With drug-resistant tuberculosis on the rise worldwide, the nonprofit Critical Path Institute has won an $11.8 million grant from the Bill & Melinda Gates Foundation to help speed development of new, much-needed TB drugs.
The grant will fund the Critical Path to TB Drug Regimens Initiative (CPTR), founded by the Critical Path Institute, Bill & Melinda Gates Foundation and the Global Alliance for TB Drug Development. The initiative has several ongoing projects, including developing physiologically based pharmacokinetic models, which will help drug developers better understand how TB drugs are absorbed and distributed in the lungs. The initiative is also working on a population-based pharmacodynamic model to help determine effective treatment doses.
Despite a surge in drug-resistant strains of TB, annual spending on R&D for TB dropped by $30.4 million in 2012 compared with 2011, according to a November 2013 report by the Treatment Action Group.
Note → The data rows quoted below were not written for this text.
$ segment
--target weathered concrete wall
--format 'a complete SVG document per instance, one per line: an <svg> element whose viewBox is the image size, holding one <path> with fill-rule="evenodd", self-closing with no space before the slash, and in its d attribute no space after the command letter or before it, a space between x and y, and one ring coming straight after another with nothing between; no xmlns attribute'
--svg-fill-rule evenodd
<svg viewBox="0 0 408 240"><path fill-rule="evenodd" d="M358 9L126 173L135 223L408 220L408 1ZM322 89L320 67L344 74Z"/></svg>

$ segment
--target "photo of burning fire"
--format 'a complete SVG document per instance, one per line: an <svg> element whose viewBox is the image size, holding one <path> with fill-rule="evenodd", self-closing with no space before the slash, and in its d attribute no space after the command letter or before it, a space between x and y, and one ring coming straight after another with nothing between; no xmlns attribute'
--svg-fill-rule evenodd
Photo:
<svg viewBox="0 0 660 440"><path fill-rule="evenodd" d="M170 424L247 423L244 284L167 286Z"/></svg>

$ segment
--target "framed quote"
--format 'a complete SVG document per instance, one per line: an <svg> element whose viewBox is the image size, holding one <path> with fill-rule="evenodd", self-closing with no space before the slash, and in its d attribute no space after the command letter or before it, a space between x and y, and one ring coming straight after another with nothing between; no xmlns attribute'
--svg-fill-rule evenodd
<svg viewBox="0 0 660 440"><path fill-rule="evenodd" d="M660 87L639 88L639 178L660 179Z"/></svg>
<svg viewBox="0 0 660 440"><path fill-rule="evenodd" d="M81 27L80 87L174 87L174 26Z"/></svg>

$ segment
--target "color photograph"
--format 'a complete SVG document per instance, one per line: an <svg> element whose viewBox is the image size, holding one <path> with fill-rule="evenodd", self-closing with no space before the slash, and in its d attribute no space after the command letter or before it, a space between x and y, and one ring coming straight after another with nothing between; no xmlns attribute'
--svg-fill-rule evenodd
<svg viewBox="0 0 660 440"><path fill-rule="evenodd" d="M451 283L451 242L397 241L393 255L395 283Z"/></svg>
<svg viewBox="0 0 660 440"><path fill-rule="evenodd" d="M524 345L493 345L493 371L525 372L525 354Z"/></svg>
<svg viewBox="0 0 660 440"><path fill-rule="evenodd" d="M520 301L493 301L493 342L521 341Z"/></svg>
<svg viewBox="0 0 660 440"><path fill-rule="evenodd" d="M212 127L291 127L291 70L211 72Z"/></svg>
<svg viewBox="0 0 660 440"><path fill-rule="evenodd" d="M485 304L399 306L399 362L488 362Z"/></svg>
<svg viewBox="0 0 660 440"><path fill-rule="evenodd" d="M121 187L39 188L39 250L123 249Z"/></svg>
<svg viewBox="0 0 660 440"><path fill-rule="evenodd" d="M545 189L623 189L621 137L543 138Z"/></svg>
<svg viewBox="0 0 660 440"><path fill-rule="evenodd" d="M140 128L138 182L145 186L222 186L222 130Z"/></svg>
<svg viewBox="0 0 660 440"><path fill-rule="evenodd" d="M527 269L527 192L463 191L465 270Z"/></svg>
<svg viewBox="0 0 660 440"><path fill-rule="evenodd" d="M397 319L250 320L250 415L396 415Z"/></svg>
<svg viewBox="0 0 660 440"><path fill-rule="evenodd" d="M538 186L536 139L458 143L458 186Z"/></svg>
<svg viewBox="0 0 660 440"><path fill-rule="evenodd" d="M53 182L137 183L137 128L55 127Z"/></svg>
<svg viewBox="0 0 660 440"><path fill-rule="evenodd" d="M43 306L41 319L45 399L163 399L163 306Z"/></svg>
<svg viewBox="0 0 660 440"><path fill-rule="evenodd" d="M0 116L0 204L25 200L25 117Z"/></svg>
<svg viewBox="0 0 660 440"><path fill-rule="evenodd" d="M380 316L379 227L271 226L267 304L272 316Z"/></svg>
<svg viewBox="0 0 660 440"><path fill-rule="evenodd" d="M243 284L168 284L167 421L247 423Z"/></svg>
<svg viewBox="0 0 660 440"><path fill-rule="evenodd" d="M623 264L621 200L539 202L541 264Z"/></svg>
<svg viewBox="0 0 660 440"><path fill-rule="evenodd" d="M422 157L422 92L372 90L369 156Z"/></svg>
"TB is a pressing global public health issue and stopping its spread requires new treatment options," said Martha Brumfield, president and CEO of the Critical Path Institute, in a statement. She said the grant money will help reduce the time it takes to bring new drugs to market.
In December 2012, the FDA approved its first TB drug in more than 40 years--Janssen's Sirturo. Johnson & Johnson's ($JNJ) Janssen said it will provide data from its clinical trials of Sirturo (bedaquiline) to CPTR's Regulatory Science Consortium to help assess and decrease risks in TB late-stage clinical trials, which have had a history of failure.
The grant work will also involved testing promising drug combinations that could be used to create new multidrug treatments.